Within its existing markets, Scott said consumer trust in senior living as a viable option later in life has remained strong, allowing the company to recoup occupancy figures. He also said that the Pacific Northwest’s concentration of senior living has older adults primed and familiar with the product compared to other areas of the country.
“They see that we have implemented all the safety procedures that one would need,” Scott said. “We create socialization, opportunity and the environment that they don’t get at home, and it’s showing in our numbers.”
To accompany the strong demand, Scott said innovation in the memory care sector in the last two years is “better and at a faster pace than the previous 10 years,” with great strides made on fall management and prevention technologies.
“It’s only going to get better,” Scott added.
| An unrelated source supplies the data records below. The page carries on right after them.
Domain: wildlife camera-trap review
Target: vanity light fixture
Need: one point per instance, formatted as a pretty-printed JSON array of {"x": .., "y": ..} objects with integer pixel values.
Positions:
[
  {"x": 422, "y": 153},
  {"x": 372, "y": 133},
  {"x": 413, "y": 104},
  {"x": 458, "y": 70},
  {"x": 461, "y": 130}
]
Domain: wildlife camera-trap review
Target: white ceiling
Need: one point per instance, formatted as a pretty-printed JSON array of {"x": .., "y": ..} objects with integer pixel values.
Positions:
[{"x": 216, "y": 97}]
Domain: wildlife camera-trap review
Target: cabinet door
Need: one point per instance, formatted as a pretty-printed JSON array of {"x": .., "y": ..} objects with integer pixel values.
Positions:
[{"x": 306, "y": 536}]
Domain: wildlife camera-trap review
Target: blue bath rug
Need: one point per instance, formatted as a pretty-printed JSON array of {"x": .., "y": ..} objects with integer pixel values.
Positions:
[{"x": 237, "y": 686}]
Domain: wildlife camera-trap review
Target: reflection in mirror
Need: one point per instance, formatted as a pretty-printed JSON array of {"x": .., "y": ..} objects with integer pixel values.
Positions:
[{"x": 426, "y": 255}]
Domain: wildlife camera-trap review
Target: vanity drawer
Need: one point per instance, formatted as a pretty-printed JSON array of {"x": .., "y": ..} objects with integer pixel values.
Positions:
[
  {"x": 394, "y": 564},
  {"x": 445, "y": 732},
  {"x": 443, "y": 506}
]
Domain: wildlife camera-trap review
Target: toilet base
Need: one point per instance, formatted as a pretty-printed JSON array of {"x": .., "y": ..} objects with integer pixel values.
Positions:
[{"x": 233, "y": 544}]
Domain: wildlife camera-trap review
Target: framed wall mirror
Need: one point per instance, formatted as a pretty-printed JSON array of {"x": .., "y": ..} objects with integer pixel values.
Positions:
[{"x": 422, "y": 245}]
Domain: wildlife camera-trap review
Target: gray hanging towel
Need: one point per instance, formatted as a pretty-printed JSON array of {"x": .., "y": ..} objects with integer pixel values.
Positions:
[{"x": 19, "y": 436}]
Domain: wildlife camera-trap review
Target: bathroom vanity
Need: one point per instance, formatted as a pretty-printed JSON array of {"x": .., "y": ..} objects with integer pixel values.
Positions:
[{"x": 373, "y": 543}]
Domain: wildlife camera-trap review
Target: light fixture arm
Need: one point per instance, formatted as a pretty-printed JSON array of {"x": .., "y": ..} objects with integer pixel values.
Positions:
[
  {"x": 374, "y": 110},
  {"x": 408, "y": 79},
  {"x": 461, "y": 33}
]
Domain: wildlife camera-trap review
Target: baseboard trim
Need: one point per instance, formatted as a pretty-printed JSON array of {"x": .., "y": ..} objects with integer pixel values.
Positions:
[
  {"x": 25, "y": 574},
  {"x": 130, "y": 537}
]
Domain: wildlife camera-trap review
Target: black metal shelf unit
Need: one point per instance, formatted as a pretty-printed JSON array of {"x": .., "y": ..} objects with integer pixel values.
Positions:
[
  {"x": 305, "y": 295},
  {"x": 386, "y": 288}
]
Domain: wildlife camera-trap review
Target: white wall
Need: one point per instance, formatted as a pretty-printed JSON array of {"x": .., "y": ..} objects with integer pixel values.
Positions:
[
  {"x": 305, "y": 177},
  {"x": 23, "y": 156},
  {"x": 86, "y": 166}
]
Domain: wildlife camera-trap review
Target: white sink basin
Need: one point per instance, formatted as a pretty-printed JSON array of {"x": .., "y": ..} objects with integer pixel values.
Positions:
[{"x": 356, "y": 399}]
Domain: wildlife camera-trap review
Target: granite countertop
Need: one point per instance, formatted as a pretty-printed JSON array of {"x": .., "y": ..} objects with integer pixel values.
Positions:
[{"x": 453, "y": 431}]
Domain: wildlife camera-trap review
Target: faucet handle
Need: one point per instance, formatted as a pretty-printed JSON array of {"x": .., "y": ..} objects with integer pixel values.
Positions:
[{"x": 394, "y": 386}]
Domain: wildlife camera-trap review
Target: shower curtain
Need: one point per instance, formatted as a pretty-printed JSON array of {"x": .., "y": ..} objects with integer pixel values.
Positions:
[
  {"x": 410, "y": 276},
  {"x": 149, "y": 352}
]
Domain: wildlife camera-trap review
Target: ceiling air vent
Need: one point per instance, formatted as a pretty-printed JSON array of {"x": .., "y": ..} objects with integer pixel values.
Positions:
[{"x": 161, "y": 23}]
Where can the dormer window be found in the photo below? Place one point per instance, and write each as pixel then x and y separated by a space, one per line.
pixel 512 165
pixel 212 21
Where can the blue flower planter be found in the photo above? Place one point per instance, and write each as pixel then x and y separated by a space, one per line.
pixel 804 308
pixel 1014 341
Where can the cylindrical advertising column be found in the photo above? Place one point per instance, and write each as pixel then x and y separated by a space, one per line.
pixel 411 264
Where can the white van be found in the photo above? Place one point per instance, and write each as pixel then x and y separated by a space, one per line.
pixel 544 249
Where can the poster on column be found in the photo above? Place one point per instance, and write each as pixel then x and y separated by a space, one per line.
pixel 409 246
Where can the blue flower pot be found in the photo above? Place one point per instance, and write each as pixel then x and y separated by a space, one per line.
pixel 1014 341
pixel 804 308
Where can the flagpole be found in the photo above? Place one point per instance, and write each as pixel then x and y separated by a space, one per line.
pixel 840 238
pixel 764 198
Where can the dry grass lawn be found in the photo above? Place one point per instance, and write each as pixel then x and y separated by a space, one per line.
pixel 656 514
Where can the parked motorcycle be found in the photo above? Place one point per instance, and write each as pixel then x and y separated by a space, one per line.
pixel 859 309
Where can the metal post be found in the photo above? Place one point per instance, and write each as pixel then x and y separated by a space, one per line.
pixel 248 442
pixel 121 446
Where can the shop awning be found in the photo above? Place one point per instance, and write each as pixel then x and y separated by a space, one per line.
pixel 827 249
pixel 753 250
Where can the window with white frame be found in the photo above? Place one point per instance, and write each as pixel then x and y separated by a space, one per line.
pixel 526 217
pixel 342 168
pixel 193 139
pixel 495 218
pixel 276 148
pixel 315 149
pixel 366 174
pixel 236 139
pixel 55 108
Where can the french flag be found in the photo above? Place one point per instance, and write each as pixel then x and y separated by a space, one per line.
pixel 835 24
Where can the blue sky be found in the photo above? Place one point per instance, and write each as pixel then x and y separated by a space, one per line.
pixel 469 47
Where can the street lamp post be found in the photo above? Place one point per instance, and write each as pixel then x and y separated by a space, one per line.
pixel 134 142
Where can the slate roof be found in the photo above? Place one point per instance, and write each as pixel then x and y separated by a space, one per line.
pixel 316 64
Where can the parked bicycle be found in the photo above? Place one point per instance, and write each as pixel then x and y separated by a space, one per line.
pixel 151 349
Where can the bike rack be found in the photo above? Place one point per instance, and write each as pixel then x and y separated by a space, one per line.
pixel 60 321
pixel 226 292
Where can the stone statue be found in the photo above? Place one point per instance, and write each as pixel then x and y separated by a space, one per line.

But capturing demand isn’t easy, with higher acuity operators needing to reach families sooner to help residents before the prospective resident and their family becomes a “broken state,” Scott noted. That juncture is where communication and outreach with Anthem team members can bridge the gap to make the jump to senior living.
Shifting to next year, Anthem made some changes to its executive team with the addition of new positions, including a vice president of programs.
“Our big focus in 2024 is going to be on the engagement side of our business,” Scott said. “He’s going to be taking on all elements from dining to our engagement programs and activities and we feel like that’s our secret sauce.”
Going forward, Anthem will also address clinical operational needs, with Scott calling clinical expertise something that is “going to have to become table stakes in our business,” coupled with the addition of a fall technology-based system to improve care and responsiveness.
In regard to rates, Scott said Anthem would evaluate its rate structures in the new year and shift from a structure emphasizing rents and not balancing care. That means shifting more towards “the service side of the business” with rental rates returning to typical numbers seen on any similar rental property.
On the employee side, Scott noted that Anthem would enhance employment packages and compensation packages to better retain staff, with operators nationwide moving from the defensive to being on offense against staffing challenges.
“We’re going to continue to grow wisely and we’re seeing more opportunities than we can manage so we’re really being selective,” Scott said.